10/04/2011

A cegueira revelada na tragédia

Passado o choque inicial da tragédia na escola em Realengo, mas ainda doída pelas crianças, suas famílias e toda a comunidade que viveu de perto o massacre, fica a terrível sensação de impotência diante das possíveis conseqüências violentas dos transtornos mentais.

Em relação a este horrível episódio, fala-se muito sobre não considerá-lo dentro do espectro da segurança urbana ou ainda sobre a questão do desarmamento que inquestionavelmente está ai presente, mas pouco e superficialmente se discute o transtorno mental e sua implicação na família e na sociedade.

Avaliar a personalidade do atirador, compreender suas raízes e pilares (ou a falta deles), entrar no mundo particular da mente de um esquizofrênico (como vem diagnosticando a mídia) e refazer, passo a passo, seus objetivos e a trama que envolveu todo o planejamento e a execução de seu ato, traz enormes benefícios para a investigação policial e para o estudo mais apurado das nuances psicológicas dos seres humanos. No entanto, é preciso falar da massificada ignorância social a respeito dos transtornos mentais.

Irmão, colegas de escola, vizinhos e sobrinho do atirador conheciam e agora falam de seu comportamento anti-social, de seus interesses por armas de fogo e atentados terroristas e de suas idéias destrutivas. Descrevem o rapaz como uma pessoa de “hábitos estranhos”.

Não se julga nem se diagnostica ninguém pela diferença e idiossincrasia, mas parece-me que faltou a estas pessoas um pouco mais de informação e conhecimento para perceber que a estranheza do rapaz poderia estar atrelada a uma doença e, ainda mais, que esta poderia trazer prejuízos inestimáveis para ele e para a sociedade caso não fosse cuidada a tempo.

Desconfio que a desvalorização, o descuido e o ainda presente preconceito em relação aos transtornos mentais, assim como ao trabalho de psiquiatras e psicólogos, influem diretamente nesta cegueira social.

Não digo que as pessoas que o conheciam são responsáveis pela tragédia. Na verdade penso que estão inseridas num contexto que não possibilita a elas o acesso ao tema de uma forma simples, direta e esclarecedora. Além disso, mesmo que tivessem percebido que o problema era maior que estranheza, a quem elas recorreriam?

Órgãos públicos de saúde e de educação carecem de profissionais desta área e a sociedade perde de várias formas: por ter restritas possibilidades de repensar projetos sociais preventivos e paliativos; pela indisponibilidade de assistência especializada popular que atenda à demanda; pelo atraso nas pesquisas científicas e, conseqüentemente, na evolução dos tratamentos; pela não popularização da discussão e da compreensão dos transtornos mentais, o que facilitaria a identificação e a busca precoce pelo tratamento...

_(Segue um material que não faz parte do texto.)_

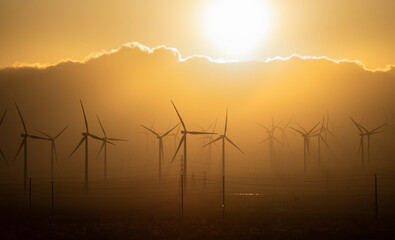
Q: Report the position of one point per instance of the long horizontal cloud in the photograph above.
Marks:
(176, 53)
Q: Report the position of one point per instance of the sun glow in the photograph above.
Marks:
(237, 26)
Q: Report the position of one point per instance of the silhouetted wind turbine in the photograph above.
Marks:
(160, 138)
(53, 146)
(147, 134)
(223, 137)
(284, 138)
(271, 138)
(320, 137)
(25, 137)
(1, 152)
(183, 140)
(85, 136)
(106, 140)
(326, 129)
(364, 132)
(306, 140)
(210, 137)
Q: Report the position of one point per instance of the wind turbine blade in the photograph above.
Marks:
(323, 139)
(43, 133)
(313, 128)
(197, 133)
(218, 138)
(5, 159)
(371, 133)
(37, 137)
(356, 124)
(374, 130)
(307, 143)
(275, 139)
(102, 128)
(2, 118)
(55, 152)
(360, 144)
(161, 151)
(230, 141)
(117, 139)
(289, 122)
(150, 130)
(95, 137)
(215, 124)
(179, 116)
(297, 130)
(277, 125)
(20, 147)
(79, 144)
(301, 127)
(170, 130)
(226, 122)
(20, 115)
(60, 133)
(86, 121)
(101, 149)
(322, 125)
(263, 126)
(178, 148)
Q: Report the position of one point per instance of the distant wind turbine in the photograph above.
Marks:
(223, 137)
(321, 137)
(85, 136)
(53, 146)
(24, 142)
(364, 132)
(160, 138)
(306, 141)
(183, 141)
(271, 138)
(106, 140)
(283, 129)
(1, 152)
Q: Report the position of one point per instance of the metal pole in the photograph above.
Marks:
(86, 163)
(182, 195)
(30, 197)
(223, 179)
(375, 196)
(52, 202)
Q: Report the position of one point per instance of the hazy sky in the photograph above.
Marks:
(47, 31)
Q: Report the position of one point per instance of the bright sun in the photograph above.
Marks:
(237, 26)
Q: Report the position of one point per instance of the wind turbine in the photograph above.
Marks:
(85, 136)
(271, 138)
(364, 132)
(306, 140)
(223, 137)
(147, 135)
(1, 152)
(321, 137)
(284, 138)
(160, 138)
(183, 141)
(106, 140)
(210, 138)
(53, 146)
(25, 135)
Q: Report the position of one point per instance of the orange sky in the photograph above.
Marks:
(47, 31)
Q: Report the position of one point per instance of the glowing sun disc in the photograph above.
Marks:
(237, 26)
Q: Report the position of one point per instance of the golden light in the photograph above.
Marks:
(237, 27)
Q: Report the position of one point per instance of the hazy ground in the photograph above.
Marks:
(292, 206)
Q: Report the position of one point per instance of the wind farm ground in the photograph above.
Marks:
(316, 205)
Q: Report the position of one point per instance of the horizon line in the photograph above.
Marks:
(175, 51)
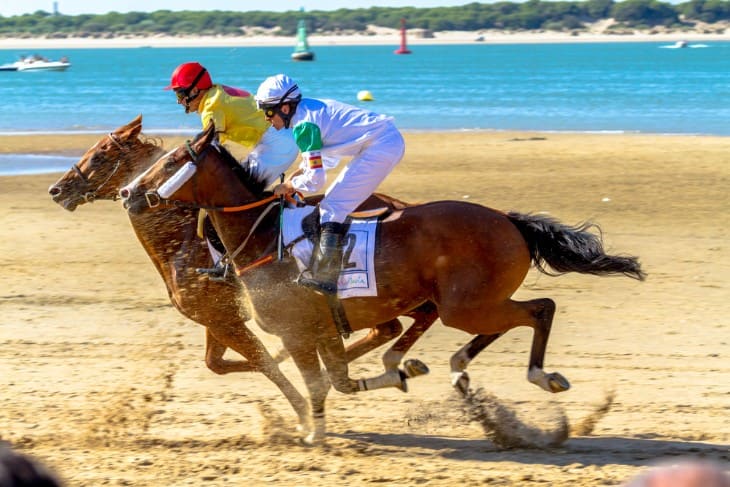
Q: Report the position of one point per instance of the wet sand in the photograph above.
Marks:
(103, 380)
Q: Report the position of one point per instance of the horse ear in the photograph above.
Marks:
(209, 129)
(132, 129)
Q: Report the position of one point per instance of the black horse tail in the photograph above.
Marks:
(571, 249)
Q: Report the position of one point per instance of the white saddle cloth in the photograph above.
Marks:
(357, 276)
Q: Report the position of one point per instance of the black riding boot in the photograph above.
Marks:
(328, 260)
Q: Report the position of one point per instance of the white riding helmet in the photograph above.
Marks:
(276, 90)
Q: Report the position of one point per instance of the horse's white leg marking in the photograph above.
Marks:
(553, 382)
(391, 359)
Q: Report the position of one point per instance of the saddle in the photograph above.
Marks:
(311, 226)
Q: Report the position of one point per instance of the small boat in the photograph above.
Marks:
(302, 51)
(37, 63)
(403, 49)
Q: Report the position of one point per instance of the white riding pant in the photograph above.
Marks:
(273, 155)
(362, 175)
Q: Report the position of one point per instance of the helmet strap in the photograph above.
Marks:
(287, 117)
(190, 88)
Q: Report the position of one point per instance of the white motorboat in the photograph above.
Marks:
(37, 63)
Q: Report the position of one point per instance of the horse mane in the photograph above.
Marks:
(242, 170)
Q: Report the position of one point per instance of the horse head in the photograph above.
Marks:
(105, 167)
(195, 174)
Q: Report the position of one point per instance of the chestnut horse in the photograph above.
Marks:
(465, 258)
(169, 236)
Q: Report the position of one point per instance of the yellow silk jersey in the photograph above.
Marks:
(234, 114)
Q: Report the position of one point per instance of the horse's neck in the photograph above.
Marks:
(138, 160)
(235, 227)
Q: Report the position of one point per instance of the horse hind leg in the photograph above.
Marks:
(543, 311)
(461, 359)
(381, 334)
(423, 318)
(332, 352)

Dar espaço e valorização ao trabalho de psiquiatras, psicólogos e profissionais da saúde mental traria inúmeros benefícios à população em geral e não apenas àqueles que podem pagar por consultas e tratamentos hospitalares particulares. E, quem sabe, ajudaria a evitar inúmeros atentados como este que destruiu pessoas, não somente as que perderam a vida, mas também as que terão que se reconstruir para continuarem vivendo.